Standard Settings Overview

In this post we provide an overview of the standard setting process and where it fits in the test development process.

In the test development process, the setting of standards is arguably the most controversial step. A standard is established to separate those with enough knowledge and skill in the testing area from those lacking such knowledge and skill. The intent of the standard is to answer the question “How much is enough” (Livingston & Zieky, 1989, p. 121), not to discover the single correct point at which a candidate can be clearly identified as a master or novice. The imposition of a cutscore, or the minimum score that a candidate must obtain to pass the exam, generally creates an artificial barrier separating masters from nonmasters. In reality there is generally very little difference between a candidate receiving a score one point below the cutscore and a candidate receiving a score at the cutscore (Dwyer, 1996). Obviously, identifying the cutscore is not an easy issue. Robert Ebel referred to this dilemma when he stated:

There is a widespread popular belief that any person who takes a test either passes or fails it…. This is patently false…. A second popular belief is that when a test is used to pass or to fail examinees, the distinction between the two outcomes is clear-cut and unequivocal. This is almost never true. (Ebel, 1979. p. 337)

The process of setting a cutscore generally involves reducing an entire continuum of knowledge and skill into a dichotomous pass/fail scale (Dwyer, 1996). Where this point should be placed is generally the subject of much debate. To further complicate the issue, there are myriads of methods to establish this standard.

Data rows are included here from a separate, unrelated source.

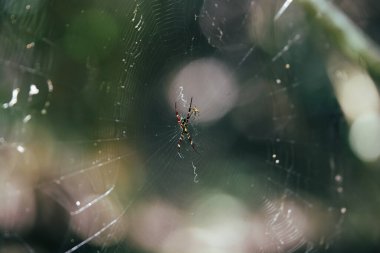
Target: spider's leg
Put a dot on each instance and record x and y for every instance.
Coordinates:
(176, 114)
(190, 111)
(191, 142)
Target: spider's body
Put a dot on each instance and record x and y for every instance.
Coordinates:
(183, 123)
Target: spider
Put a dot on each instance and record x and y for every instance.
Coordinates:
(184, 123)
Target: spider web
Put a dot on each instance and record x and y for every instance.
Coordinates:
(88, 91)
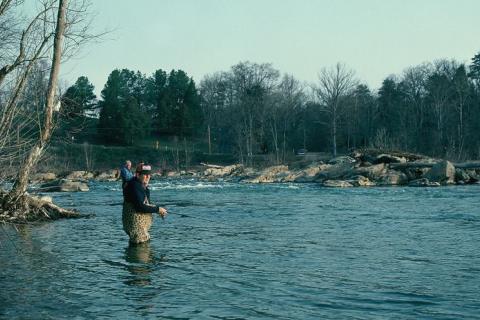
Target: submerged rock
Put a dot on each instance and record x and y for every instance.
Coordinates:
(442, 172)
(109, 175)
(373, 172)
(41, 177)
(393, 178)
(361, 181)
(423, 182)
(337, 184)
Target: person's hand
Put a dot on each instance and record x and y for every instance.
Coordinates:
(162, 212)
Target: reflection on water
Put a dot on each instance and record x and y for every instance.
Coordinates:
(139, 264)
(252, 251)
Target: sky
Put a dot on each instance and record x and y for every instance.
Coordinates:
(375, 38)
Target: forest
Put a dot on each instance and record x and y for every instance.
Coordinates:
(254, 109)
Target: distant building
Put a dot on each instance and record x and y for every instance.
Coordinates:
(92, 113)
(57, 106)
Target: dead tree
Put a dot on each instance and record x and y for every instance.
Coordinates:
(334, 84)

Characteristics or focus points in each of these methods can have a large influence on the final standard. Decisions regarding the selection of the method to set a standard must be made by evaluating carefully the circumstances and characteristics of the measurement instrument. After selecting the method, the standard-setting session should be carried out methodically to ensure the best possible adherence to the tenants of the methodology. According to Shepard (1984), “the validity of the final classification decisions will depend as much upon the validity of the standard as upon the validity of the test content” (p. 169).


Dwyer, C. A. (1996). Cut scores and testing: Statistics, judgment, truth and error. Psychological Assessment, 8(4), 360-362.

Ebel, R. L. (1979). Essentials of educational measurement. Englewoods Cliffs, NJ: Prentice-Hall.

Livingston, S. A., & Zieky, M. J. (1989). A comparative study of standard-setting methods. Applied Measurement In Education, 2(2), 121-141.

Shepard, L. A. (1984). Setting performance standards. In R. A. Berk (Ed.), A guide to criterion-referenced test construction (pp. 169-198). Baltimore, MA: The John Hopkins University Press.